6.  I cannot decide if I should ask people NOT to bring their darling children OR NOT. Who will mind them when we are all getting drunk at the reception? 
7.  Are you sick of me yet?

I’m kind of toying with the idea of making posting every day my Lenten discipline.

Please pick yourself off the floor where you are lying laughing hysterically.

I’m waiting.

You know, instead of making my Lenten discipline something like, oh, say, praying for peace and an end to poverty every day, *I* the great Chanelbaby am thinking of adopting the Lenten discipline that will bring me more attention.  But in my defense, I have to say I am NOT a terribly disciplined person and one of my goals for the year (which I commemmorated at Imbolc hooray for Pagans) is to "Give Discipline a Try" and if one is going to attempt to be disciplined at something, it ought to be at something that one actually enjoys doing but never seems to get around to doing, like knitting or blogging or planning a wedding.

Well.  Let’s see how it goes.  The LAST Lenten discipline I took up was to give up CHEESE and that lasted all of three days.

Cosy

I have been sick all weekend.  It has been quite a challenge to slow all the way down to a crawl and lay on my ass on the sofa, watching Australian Open Tennis (that part has been fun) and force-feed myself liquids and that ghastly ghastly Airborne fizzy crap, and eat even though I am not hungry.  Bartender Dude is a wise old sage about this stuff and I am on bed rest at his command, following his orders.  I have been sleeping more than a NEWBORN.  Let me just outline this for you:

Friday night: in bed at 11 pm
[ELEVEN PM???? ARE YOU FREAKING KIDDING ME? HOW LAME AM I?]

Saturday: up at 2 pm
[no, I am not making this up]

Saturday: in bed at 7 pm
[HOLY MOTHER OF OUR LORD HAS THE WORLD STOPPED SPINNING?  Also, I had to give up A DINNER PARTY.  Yes.  Bartender Dude got all hotted up — mmm he looked GOOOOOD — and trotted off to The Professor’s for a dinner party with MY FRIENDS WITHOUT ME.  I didn’t even drink anything all day.]

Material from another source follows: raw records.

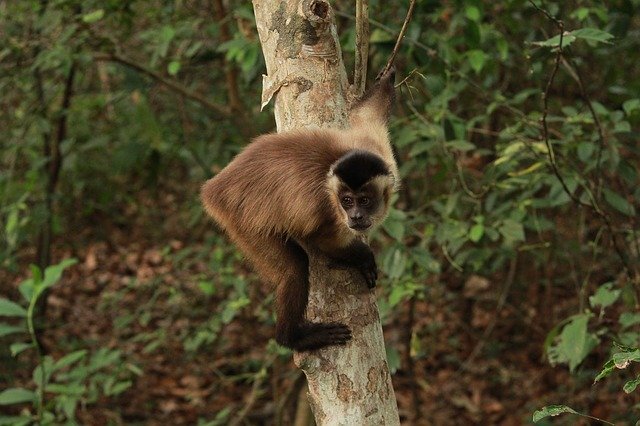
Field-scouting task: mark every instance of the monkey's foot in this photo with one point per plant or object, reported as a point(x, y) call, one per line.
point(370, 274)
point(387, 74)
point(318, 335)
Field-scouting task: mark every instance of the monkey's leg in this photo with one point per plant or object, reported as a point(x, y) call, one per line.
point(286, 264)
point(357, 255)
point(292, 296)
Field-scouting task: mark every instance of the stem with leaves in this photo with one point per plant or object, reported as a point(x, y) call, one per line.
point(592, 204)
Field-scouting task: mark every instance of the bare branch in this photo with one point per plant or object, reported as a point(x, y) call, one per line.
point(400, 37)
point(593, 205)
point(362, 47)
point(114, 57)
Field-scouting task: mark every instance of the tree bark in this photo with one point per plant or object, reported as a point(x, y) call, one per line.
point(347, 384)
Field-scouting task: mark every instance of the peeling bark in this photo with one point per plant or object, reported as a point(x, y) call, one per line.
point(306, 77)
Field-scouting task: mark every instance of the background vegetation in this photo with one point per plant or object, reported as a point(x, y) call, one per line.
point(510, 265)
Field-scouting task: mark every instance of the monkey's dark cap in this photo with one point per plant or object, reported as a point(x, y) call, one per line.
point(358, 167)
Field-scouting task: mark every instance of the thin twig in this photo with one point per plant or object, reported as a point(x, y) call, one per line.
point(400, 37)
point(256, 392)
point(593, 205)
point(114, 57)
point(362, 46)
point(496, 314)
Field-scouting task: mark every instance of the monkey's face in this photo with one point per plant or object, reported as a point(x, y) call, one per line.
point(362, 208)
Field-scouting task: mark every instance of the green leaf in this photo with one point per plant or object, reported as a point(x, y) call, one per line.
point(16, 348)
point(574, 342)
point(69, 359)
point(6, 329)
point(585, 150)
point(11, 309)
point(592, 34)
point(207, 287)
point(554, 41)
point(394, 228)
point(173, 67)
point(552, 410)
point(393, 359)
point(618, 202)
point(623, 359)
point(119, 387)
point(472, 13)
point(607, 369)
point(627, 319)
point(476, 232)
point(605, 296)
point(72, 389)
point(512, 231)
point(16, 396)
point(94, 16)
point(53, 273)
point(631, 105)
point(477, 59)
point(631, 385)
point(394, 263)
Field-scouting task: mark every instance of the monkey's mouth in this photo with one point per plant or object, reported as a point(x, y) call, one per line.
point(359, 226)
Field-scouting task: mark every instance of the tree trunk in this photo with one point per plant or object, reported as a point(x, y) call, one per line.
point(349, 384)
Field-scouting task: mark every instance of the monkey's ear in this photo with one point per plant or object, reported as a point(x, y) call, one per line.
point(386, 75)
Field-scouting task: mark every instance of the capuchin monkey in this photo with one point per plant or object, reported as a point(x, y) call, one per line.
point(323, 188)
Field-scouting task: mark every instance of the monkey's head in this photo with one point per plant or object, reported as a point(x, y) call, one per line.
point(361, 185)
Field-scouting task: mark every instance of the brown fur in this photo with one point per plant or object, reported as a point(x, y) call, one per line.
point(277, 193)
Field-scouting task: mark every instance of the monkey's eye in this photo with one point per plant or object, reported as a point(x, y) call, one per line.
point(346, 201)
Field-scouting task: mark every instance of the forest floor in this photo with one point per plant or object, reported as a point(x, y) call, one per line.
point(480, 359)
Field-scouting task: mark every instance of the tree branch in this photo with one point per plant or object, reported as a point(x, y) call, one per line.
point(362, 47)
point(592, 205)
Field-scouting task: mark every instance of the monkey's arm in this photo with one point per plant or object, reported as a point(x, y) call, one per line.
point(357, 255)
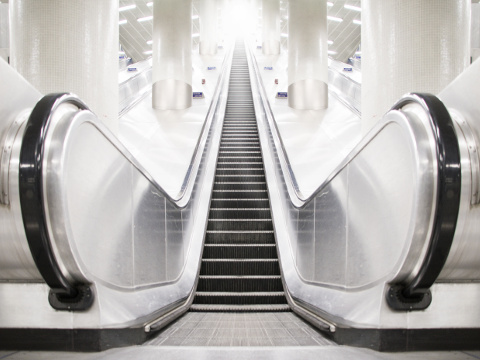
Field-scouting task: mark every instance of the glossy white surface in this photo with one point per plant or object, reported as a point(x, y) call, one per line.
point(271, 27)
point(172, 54)
point(307, 54)
point(208, 27)
point(163, 141)
point(410, 46)
point(316, 140)
point(64, 46)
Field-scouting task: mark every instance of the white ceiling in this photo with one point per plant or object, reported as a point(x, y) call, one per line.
point(134, 35)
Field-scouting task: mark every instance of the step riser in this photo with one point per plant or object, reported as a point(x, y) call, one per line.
point(240, 252)
point(240, 300)
point(245, 285)
point(239, 268)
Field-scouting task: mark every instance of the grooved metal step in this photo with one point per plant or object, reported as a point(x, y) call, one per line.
point(240, 268)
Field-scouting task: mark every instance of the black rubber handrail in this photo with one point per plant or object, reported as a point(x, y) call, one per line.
point(416, 294)
point(64, 293)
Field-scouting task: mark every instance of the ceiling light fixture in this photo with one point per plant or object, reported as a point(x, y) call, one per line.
point(146, 18)
point(128, 7)
point(333, 18)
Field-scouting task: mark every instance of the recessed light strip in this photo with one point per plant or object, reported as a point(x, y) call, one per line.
point(128, 7)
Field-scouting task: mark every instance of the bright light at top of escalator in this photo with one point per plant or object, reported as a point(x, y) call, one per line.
point(351, 7)
point(333, 18)
point(128, 7)
point(146, 18)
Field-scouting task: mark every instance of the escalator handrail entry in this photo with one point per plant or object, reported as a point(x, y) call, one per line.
point(416, 294)
point(64, 293)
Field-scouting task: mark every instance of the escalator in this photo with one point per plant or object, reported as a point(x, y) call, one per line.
point(240, 269)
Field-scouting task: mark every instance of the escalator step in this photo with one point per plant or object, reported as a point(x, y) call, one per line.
point(240, 298)
point(240, 237)
point(239, 251)
point(240, 213)
point(239, 267)
point(239, 308)
point(240, 224)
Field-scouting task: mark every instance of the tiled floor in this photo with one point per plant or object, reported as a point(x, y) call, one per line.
point(239, 329)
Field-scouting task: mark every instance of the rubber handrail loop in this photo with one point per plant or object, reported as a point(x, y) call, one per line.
point(32, 205)
point(417, 291)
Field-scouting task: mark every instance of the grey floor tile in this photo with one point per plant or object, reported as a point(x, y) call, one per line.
point(181, 333)
point(272, 325)
point(277, 333)
point(202, 333)
point(191, 341)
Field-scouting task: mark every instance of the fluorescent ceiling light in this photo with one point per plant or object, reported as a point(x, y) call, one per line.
point(351, 7)
point(333, 18)
point(146, 18)
point(128, 7)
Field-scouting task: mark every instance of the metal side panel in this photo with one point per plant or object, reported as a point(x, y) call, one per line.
point(371, 219)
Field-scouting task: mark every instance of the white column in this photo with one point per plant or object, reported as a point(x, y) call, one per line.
point(410, 46)
point(172, 54)
point(307, 55)
point(475, 31)
point(208, 27)
point(271, 27)
point(69, 46)
point(4, 32)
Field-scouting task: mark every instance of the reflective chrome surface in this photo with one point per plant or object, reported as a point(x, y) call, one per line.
point(366, 226)
point(171, 94)
point(300, 95)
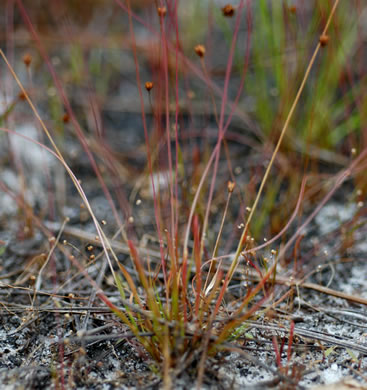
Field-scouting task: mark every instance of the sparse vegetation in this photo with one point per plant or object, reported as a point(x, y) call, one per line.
point(163, 168)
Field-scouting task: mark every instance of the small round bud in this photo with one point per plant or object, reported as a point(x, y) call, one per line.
point(148, 85)
point(27, 59)
point(22, 96)
point(293, 9)
point(200, 50)
point(162, 11)
point(66, 118)
point(324, 40)
point(228, 10)
point(230, 186)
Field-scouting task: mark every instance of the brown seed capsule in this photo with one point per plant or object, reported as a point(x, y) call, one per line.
point(22, 96)
point(230, 186)
point(162, 11)
point(148, 85)
point(293, 9)
point(66, 118)
point(324, 40)
point(228, 10)
point(27, 59)
point(200, 50)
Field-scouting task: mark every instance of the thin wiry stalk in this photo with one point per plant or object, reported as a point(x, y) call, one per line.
point(282, 134)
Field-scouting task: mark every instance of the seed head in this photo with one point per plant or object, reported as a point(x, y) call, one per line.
point(230, 186)
point(148, 85)
point(66, 118)
point(27, 59)
point(200, 50)
point(22, 96)
point(162, 11)
point(293, 9)
point(228, 10)
point(324, 40)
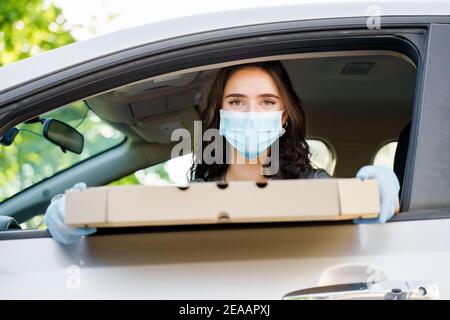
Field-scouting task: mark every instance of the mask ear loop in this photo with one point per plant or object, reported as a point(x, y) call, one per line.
point(283, 129)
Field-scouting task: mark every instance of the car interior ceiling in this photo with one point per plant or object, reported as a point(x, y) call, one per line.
point(355, 103)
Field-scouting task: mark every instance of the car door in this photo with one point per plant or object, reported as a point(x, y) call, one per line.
point(411, 253)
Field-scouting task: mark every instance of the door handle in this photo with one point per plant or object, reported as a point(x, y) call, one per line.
point(384, 290)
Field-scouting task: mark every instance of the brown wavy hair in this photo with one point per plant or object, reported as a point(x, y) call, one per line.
point(294, 152)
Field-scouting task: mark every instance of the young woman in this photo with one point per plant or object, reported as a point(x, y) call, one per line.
point(262, 130)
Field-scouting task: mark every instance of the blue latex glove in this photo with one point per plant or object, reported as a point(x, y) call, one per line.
point(389, 188)
point(54, 219)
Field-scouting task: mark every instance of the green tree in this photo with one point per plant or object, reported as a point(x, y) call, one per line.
point(28, 27)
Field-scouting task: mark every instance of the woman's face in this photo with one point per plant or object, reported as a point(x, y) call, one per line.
point(251, 90)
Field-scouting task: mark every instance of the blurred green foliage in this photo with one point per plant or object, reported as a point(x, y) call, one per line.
point(32, 158)
point(28, 27)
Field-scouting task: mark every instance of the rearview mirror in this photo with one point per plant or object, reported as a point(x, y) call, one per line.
point(63, 135)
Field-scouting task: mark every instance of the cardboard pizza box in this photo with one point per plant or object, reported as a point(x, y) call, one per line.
point(233, 202)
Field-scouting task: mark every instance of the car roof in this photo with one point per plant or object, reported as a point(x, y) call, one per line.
point(70, 55)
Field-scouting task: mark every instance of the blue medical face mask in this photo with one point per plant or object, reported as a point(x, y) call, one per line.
point(251, 133)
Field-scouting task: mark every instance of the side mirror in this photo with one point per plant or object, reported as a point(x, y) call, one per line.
point(63, 135)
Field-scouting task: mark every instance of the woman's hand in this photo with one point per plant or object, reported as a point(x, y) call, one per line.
point(54, 219)
point(389, 188)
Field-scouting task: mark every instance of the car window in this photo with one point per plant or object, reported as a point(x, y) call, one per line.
point(385, 155)
point(32, 158)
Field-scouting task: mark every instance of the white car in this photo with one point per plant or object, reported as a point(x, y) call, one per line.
point(369, 76)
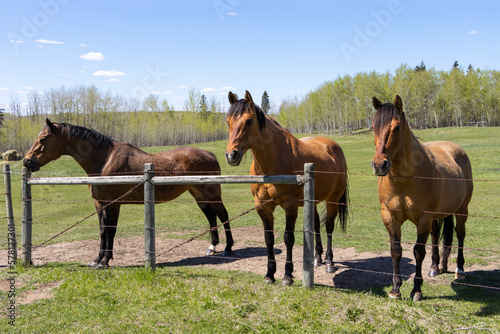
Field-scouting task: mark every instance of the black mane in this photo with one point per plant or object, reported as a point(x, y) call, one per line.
point(94, 137)
point(384, 116)
point(241, 107)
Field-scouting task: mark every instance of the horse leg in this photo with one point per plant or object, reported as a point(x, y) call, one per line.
point(394, 229)
point(266, 214)
point(111, 214)
point(460, 229)
point(423, 229)
point(289, 238)
point(317, 235)
point(447, 242)
point(102, 233)
point(221, 212)
point(435, 232)
point(331, 211)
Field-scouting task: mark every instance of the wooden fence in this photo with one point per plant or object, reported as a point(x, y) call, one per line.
point(150, 181)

Saturday: back up at 11 pm
[watching more Australian Open tennis, two amazing matches, and reading wedding magazines, and having minor wedding planning meltdowns, to wit: "oh no I can’t afford lobster creme brulee and a dessert buffet and tables draped in saris oh no how can I get out of bed in the morning and show my face to the civilised world woe is meeeeeeeeeeeeee."  Please slap me now, NOW when I can still be reasoned with.]

Saturday: [calling BD frantically "where are you I am bored it is 3 am come home and entertain me" and BD answering via text "go to bed you sick woman I will come home when I am done having a good time and drinking" damn I love that man] back in bed, 4 am

Sunday: up at noon
[THAT’S more like it]

So now it is Sunday evening, and I am sitting in my cosy sitting room, watching the snow fall outside our windows, and eating potato chips and drinking gin (FINALLY I am feeling better) watching yet MORE Australian Open tennis and thinking about calling The Cartographer, since I have cracked the case and figured out what COLOUR SCHEME I want for my wedding because I am such a clever clogs.  (Incidentally, I called The Professor today, to generally get the de-brief on the dinner party I missed plus bore him with wedding details I have been thinking about, and he said — you have succumbed to The Machine.  FIGHT AGAINST THE MACHINE — meaning, the machine of the wedding industry, that sucks you in and forces you to sign over your first born child to catering servitude.  But I said, it is too late.  Save Yourselves!!!!)

Life is good.

Well, unless you are Martina Hingis and getting the shit beat out of you by a small Chinese chic.